Greeting again,
I have three tables, Employees table, DateDetails table, and AuthorizedUsers table.
The Employees table has email address among other fields but our interest on this table is email address.
Then Employees table also has employeeID as the PK.
DateDetails table has a date field name called DateCreated which stores date values whenever a record is added to the Employees table.
DateDetails table is related to Employees table by employeeID
Finally, we have AuthorizedUsers table.
This table contains a list of users who are authorized to submit data to the Employees table and DateDetails table.
We have been tasked with sending weekly email reminders to those AuthorizedUsers who have not submitted their information to the Employees and DateDetails tables.
The only logical approach that I could come up with is to try compare the email addresses (work_email, home_email) on the AuthorizedUsers table to the email address (email) on Employees table.
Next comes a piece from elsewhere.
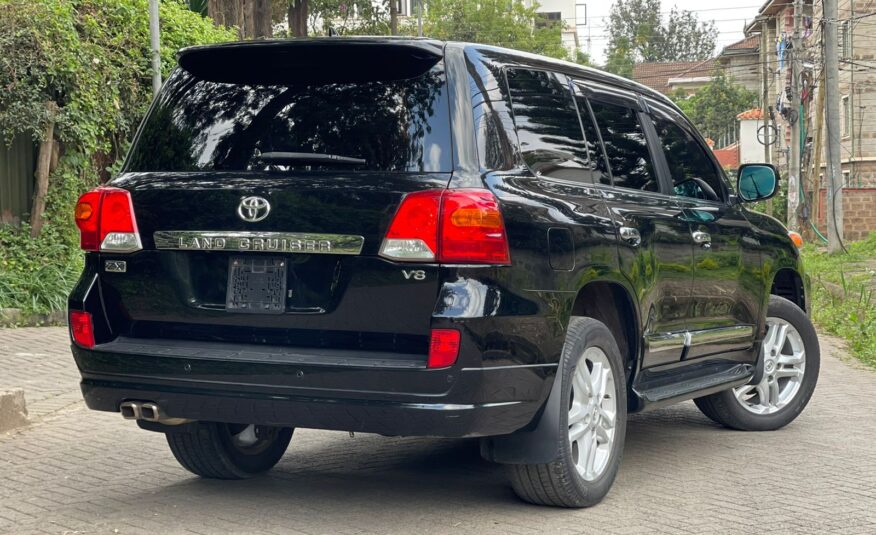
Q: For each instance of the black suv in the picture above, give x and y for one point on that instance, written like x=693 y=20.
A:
x=412 y=237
Select only those records from AuthorizedUsers table where the email addresses on this table do not exist on Employees table for the current year (in this case 2023).
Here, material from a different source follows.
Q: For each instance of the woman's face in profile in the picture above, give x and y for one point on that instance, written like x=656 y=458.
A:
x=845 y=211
The records picked up from AuthorizedUsers table based on the above WHERE predicates will then be sent email reminders.
Here is the code I am using and it looks simple enough:
SELECT DISTINCT name, work_email, home_email
FROM AuthorizedUsers, Employees, DateDetails
WHERE Employees.employeeID = DateDetails.employeeID
AND Year(dateCreated) = Year(getDate())
AND work_email <> email OR home_email <> email
ORDER By name DESC
The issue that I am having with this code is that if I don't use the DISTINCT keyword, it generates over 32,000 records.
However, if I use DISTINCT, it gives the accurate number which is 297.
Any ideas what is wrong with my code?